According to Nepal Water Supply, Sanitation, and Hygiene Sector Development Plan (2016-2030) that was recently published by the Ministry of Water Supply and Sanitation, the government has also decided to define the influencing catchment areas of the surface and sources of water supply while making the service providers responsible for protecting and preserving the areas to safeguard quantity and quality of water.
“The use and preservation of archaic and historic water sources like stone spouts, kuwas, wells, and ponds will be encouraged for recreational and aesthetic purposes. As an exception, the use of such historical water sources as complementary sources of water supply in water scarce areas of the towns and cities will be permitted with adequate catchment protection and water treatment,” it reads.

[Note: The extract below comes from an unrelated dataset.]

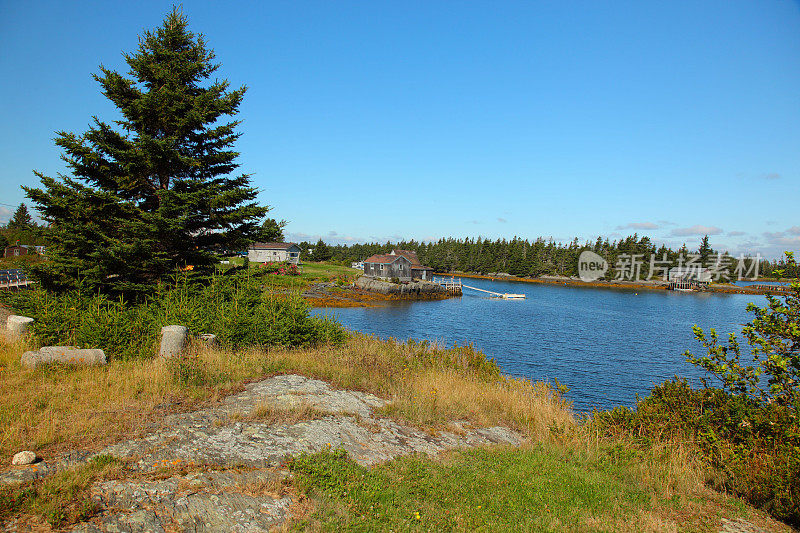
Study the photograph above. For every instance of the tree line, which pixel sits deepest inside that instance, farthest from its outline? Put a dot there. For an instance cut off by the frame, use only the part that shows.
(521, 257)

As per the plan, the government will also prohibit the extraction of groundwater over certain limits through appropriate regulation and standards.
The catchment areas of urban water sources are largely unprotected from human encroachment and climate change, which are the two common causes of source pollution, source depletion, and conflict on use of water sources.
“The conservation of water sources is important for sustaining the functionality of water supply systems. The conservation of ecosystems always pays, which can be evidenced from the fact that the yield from the streams emerging from the Shivapuri watershed has increased by almost six folds after its conservation started in 1990. The livelihoods both in the hills as well as in the Tarai plains has become fragile, and is increasingly under threat of climate change consequences,” it said.
The government has also included the agenda of river health in the 15-year plan.
“As a result of haphazard urban growth, many rivers passing through the major urban centres of Nepal are dying out. When a river dies, not only does the ecology relying on it suffers, the human settlements around it also suffers immeasurably. This problem is even more pressing at the present, especially in the case of Kathmandu Valley,” it said.
The High Powered Committee for the Integrated Development of the Bagmati Civilisation, in cooperation with the Water and Energy Commission Secretariat and the Department of Irrigation has initiated some works towards the improvement of river health of the Bagmati River recently.
Two medium-sized dams are being proposed in the Nagmati and Dhap areas of the upper catchment of the river for this purpose at the moment.